IN THE SUPREME COURT OF JUDICATURE
COURT OF APPEAL (CIVIL DIVISION)
ON APPEAL FROM THE HIGH COURT OF JUSTICE
QUEEN'S BENCH DIVISION
ADMINISTRATIVE COURT
(Laws LJ and Poole J)


Royal Courts of Justice
Strand
London WC2

Tuesday, 27th November 2001

B e f o r e :

LORD JUSTICE AULD
LORD JUSTICE ROBERT WALKER

____________________

MARK LILLEY
- v -
DIRECTOR OF PUBLIC PROSECUTIONS

____________________

(Computer Aided Transcript of the Stenograph Notes
of Smith Bernal Reporting Limited
190 Fleet Street, London EC4A 2AG
Telephone No: 0171-421 4040
Fax No: 0171-831 8838
Official Shorthand Writers to the Court)

____________________

MR. A. BATES (instructed by Lester Morrill, Leeds) appeared on behalf of the Applicant.
____________________

HTML VERSION OF JUDGMENT
____________________

Crown Copyright ©

  1. LORD JUSTICE ROBERT WALKER: On 12th October 2000 Mr. Mark Lilley was sentenced at the Leeds Magistrates' Court, having earlier pleaded guilty to threatening behaviour contrary to section 4 of the Public Order Act 1986. The offence took place on 2nd April 2000 on the occasion of a UEFA cup match at Elland Road, Leeds, between Leeds United and Galatasary.

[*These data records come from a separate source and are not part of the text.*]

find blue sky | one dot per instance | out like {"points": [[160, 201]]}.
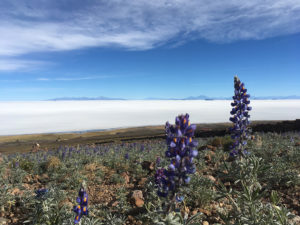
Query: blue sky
{"points": [[138, 49]]}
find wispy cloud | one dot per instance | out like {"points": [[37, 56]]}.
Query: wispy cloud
{"points": [[11, 64], [31, 26], [73, 78]]}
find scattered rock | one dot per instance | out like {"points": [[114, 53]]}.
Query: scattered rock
{"points": [[146, 165], [53, 162], [142, 181], [137, 197], [206, 212], [91, 167], [27, 179]]}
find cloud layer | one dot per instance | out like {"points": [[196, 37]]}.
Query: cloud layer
{"points": [[40, 26]]}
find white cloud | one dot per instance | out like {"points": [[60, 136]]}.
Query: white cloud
{"points": [[72, 78], [11, 64], [29, 26]]}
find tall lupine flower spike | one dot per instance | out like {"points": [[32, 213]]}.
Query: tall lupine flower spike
{"points": [[240, 111], [181, 153], [82, 200]]}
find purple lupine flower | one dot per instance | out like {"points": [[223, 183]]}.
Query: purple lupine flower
{"points": [[240, 115], [41, 192], [158, 160], [82, 200], [126, 156], [181, 153]]}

Mr Lilley was sentenced to 8 weeks' imprisonment and was made subject to a football banning order under section 14A of the Football Spectators Act 1989, which I will call the 1989 Act, as amended by the Football (Disorder) Act 2000, which I will call the amending Act.
  2. The amending Act was passed following the deplorable disturbances that took place during the Euro 2000 competition in Belgium. It made extensive amendments to the 1989 Act. In brief summary it brought about a general convergence between banning orders relating to home matches and overseas matches. It introduced banning orders not only following a conviction in criminal proceedings (that is under section 14A of the 1989 Act as amended) but also on a complaint to magistrates. That was a new provision found in section 14B of the 1989 Act as amended. Moreover, the amending Act increased the minimum period for banning orders.
  3. The banning order on Mr Lilley was for six years, the minimum period prescribed by section 14F of the 1989 Act as amended. A question of law arose because the amending Act, which increased the minimum period to six years in the case of an order made after the imposition of an immediate custodial sentence, came into force on 28th August 2000, that is almost five months after the offence to which Mr Lilley had pleaded guilty. The question was therefore whether the longer banning period infringed article 7 of the European Convention on Human Rights which provides "nor shall a heavier penalty be imposed than the one that was applicable at the time the offence was committed." The crucial question was whether a banning order under section 14A constituted a penalty within the autonomous meaning of that expression in article 7.
  4. On 25th October 2000 Mr. Lilley appealed to the Leeds Crown Court on that point. On 1st December 2000 the Leeds Crown Court dismissed his appeal, holding that the banning order was not a penalty, but stated a case for the opinion of the High Court under section 28 of the Supreme Court Act 1981. On 13th July 2001 the appeal by way of case stated was heard by the Divisional Court in the persons of Laws LJ and Poole J. They dismissed the appeal in a long and closely reasoned judgment of Laws LJ, with which Poole J agreed. The Divisional Court refused permission to appeal.
  5. Subject to submissions which I shall mention in a moment, such an appeal would have been a third appeal direct to the House of Lords under section 1 of the Administration of Justice Act 1960. It would require not only the permission of either the Divisional Court or the House of Lords but also certification by the Divisional Court that a point of law of general public importance is involved. The Civil Division of the Court of Appeal has no jurisdiction to hear any appeal in respect of a criminal cause or matter (see section 18(1) of the Supreme Court Act 1981, to which Keene LJ referred when he refused permission to appeal on a paper application).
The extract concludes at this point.